{\huge A Chess Firewall at Zero?}

Humans halve their blunder rate when infinitesimally ahead, but why? \vspace{.25in}

Lucius Seneca was a Roman playwright, philosopher, and statesman of the first century. He is called ``the Younger'' because his father Marcus Seneca was also a famous writer. His elder brother Lucius Gallio appears as a judge in the Book of Acts. Beside many quotations from his work, Seneca is famous for one he is not known to have said:

``To err is human.''

Lest we cluck at human error in pinning down ancient quotations, the source for the following updated version is also unknown---even with our legions of computers by which to track it:

``To err is human, but to really screw things up requires a computer.''

Today I report a phenomenon about human error that is magnified by today's computers' deeper search, and that I believe arises from their interaction with complexity properties of chess.

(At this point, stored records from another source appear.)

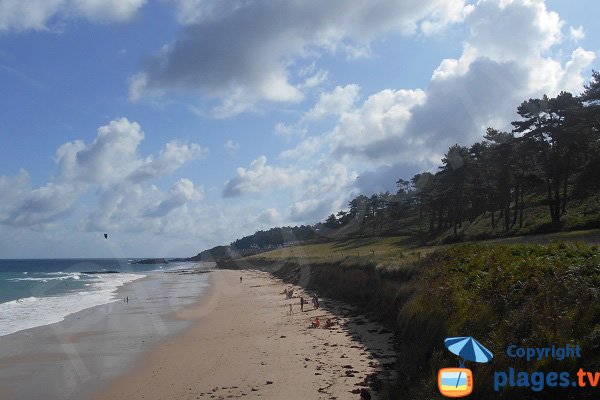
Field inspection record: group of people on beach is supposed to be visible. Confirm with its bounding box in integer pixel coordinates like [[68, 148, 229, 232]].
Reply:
[[283, 288, 337, 328], [300, 295, 319, 311]]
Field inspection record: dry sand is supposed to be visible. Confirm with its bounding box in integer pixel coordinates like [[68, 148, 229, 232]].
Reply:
[[95, 270, 394, 400]]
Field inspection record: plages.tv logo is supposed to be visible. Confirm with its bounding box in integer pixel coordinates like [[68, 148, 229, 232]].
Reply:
[[438, 336, 494, 397]]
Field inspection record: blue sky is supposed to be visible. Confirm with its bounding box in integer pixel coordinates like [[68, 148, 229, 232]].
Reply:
[[0, 0, 600, 258]]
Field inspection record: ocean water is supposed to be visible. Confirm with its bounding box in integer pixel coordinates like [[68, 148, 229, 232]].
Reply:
[[0, 259, 189, 336]]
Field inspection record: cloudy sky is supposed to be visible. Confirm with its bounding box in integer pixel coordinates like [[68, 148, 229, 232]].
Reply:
[[0, 0, 600, 258]]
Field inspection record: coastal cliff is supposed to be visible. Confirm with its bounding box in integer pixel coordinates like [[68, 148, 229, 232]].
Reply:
[[218, 243, 600, 399]]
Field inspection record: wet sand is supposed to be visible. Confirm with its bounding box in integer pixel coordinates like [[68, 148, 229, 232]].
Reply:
[[93, 270, 394, 400], [0, 273, 210, 400]]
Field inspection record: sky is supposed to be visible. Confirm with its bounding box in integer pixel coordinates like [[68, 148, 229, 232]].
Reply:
[[0, 0, 600, 258]]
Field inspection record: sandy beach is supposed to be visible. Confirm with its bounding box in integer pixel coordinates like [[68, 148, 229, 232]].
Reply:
[[0, 272, 210, 400], [93, 270, 394, 400]]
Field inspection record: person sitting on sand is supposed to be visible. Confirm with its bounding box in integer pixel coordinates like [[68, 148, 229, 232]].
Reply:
[[311, 317, 321, 329]]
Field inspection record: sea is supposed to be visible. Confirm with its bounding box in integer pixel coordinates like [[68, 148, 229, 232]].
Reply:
[[0, 258, 190, 336]]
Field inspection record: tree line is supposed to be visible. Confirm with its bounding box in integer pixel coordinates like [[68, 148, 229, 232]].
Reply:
[[317, 71, 600, 236], [230, 71, 600, 250]]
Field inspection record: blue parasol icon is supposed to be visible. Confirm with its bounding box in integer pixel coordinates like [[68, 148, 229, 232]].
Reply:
[[444, 336, 494, 367]]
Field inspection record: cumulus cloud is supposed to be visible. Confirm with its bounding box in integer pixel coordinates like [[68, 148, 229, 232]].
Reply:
[[223, 139, 240, 156], [305, 84, 359, 120], [56, 118, 206, 185], [0, 118, 204, 231], [288, 160, 357, 223], [323, 0, 595, 168], [569, 26, 585, 42], [144, 178, 202, 217], [266, 0, 596, 203], [130, 0, 468, 116], [326, 89, 426, 160], [0, 0, 146, 32], [2, 183, 82, 226], [223, 156, 306, 197]]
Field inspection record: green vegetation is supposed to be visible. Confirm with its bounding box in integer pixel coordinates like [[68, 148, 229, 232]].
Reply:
[[227, 242, 600, 399], [201, 72, 600, 399], [397, 243, 600, 399]]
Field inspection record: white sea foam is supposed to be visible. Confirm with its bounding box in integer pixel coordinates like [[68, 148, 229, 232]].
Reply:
[[7, 272, 81, 282], [0, 273, 145, 336]]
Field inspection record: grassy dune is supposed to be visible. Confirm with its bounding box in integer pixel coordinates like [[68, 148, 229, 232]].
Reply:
[[223, 230, 600, 399]]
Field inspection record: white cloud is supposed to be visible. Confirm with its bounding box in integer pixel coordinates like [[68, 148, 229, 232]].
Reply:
[[130, 0, 470, 117], [1, 183, 82, 226], [0, 118, 204, 232], [274, 122, 306, 139], [569, 26, 585, 42], [326, 89, 426, 161], [279, 136, 323, 161], [223, 139, 240, 156], [56, 118, 206, 185], [0, 0, 146, 32], [256, 208, 281, 227], [144, 178, 202, 217], [305, 84, 359, 120], [223, 156, 306, 197], [270, 0, 596, 200]]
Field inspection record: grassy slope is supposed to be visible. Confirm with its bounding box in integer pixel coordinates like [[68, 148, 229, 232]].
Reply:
[[234, 230, 600, 399]]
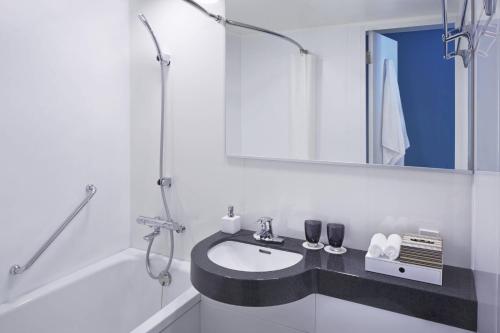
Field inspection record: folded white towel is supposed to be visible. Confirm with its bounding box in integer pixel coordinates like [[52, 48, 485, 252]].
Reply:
[[384, 234, 403, 260], [368, 233, 387, 258]]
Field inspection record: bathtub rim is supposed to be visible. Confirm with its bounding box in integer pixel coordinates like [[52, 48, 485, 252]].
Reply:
[[0, 248, 190, 317]]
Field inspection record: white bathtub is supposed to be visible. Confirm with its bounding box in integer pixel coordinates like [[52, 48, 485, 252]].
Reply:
[[0, 249, 200, 333]]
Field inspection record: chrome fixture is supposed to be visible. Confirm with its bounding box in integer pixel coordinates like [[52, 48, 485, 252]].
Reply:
[[137, 13, 170, 66], [136, 216, 186, 234], [253, 217, 285, 244], [441, 0, 497, 68], [483, 0, 497, 17], [9, 185, 97, 275], [441, 0, 473, 67], [178, 0, 309, 54], [137, 14, 186, 286]]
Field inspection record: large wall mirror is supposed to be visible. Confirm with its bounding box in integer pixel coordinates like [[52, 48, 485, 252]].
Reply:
[[226, 0, 473, 170]]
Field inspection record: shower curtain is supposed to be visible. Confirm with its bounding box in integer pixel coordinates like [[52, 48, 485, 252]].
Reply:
[[288, 54, 318, 160]]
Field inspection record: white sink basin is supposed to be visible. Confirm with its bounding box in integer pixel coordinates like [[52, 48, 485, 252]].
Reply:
[[208, 241, 302, 272]]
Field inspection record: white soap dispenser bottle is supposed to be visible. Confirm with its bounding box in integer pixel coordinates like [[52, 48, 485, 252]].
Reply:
[[221, 206, 241, 234]]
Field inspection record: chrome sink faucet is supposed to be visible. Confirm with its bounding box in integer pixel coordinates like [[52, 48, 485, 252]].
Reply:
[[253, 217, 285, 244]]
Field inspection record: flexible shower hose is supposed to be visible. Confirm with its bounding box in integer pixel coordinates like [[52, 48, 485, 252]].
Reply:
[[146, 55, 174, 280]]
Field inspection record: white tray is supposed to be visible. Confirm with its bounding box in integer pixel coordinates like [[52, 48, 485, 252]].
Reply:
[[365, 253, 443, 286]]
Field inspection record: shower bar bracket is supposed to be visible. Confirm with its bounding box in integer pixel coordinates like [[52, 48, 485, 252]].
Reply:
[[183, 0, 309, 54], [9, 185, 97, 275], [441, 0, 497, 68]]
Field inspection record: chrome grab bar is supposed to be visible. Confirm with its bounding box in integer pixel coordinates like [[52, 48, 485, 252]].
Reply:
[[9, 185, 97, 275]]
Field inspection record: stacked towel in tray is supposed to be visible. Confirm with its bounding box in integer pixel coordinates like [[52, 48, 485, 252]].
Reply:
[[368, 233, 402, 260]]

I have previously reported some phenomena that my student Tamal Biswas and I believe owe primarily to human psychology. This one I believe is different---but I noticed it only a week ago so who knows. It is that the proportion of large errors by human players in positions where computers judge them to be a tiny fraction of a pawn ahead is under half the rate in positions where the player is judged ever so slightly behind.

The full version of what Seneca actually wrote---or rather didn't write---is even more interesting in the original Latin:

``Errare humanum est, perseverare autem diabolicum, et tertia non datur.''

This means: ``To err is human; to persevere in error is of the devil; and no third possibility is granted.'' The phrase tertium non datur is used for the Law of Excluded Middle in logic. In logic the law says that either Seneca wrote the line or he didn't, with no third possibility. We will say more about this law shortly. Amid disputes about whether human behavior and its measurement follow primarily ``rational'' or ``psychological'' lines, we open a third possibility: ``complexitarian.''

State of Computer Chess

Here are some important things to know about chess and computer chess programs (called ``engines'').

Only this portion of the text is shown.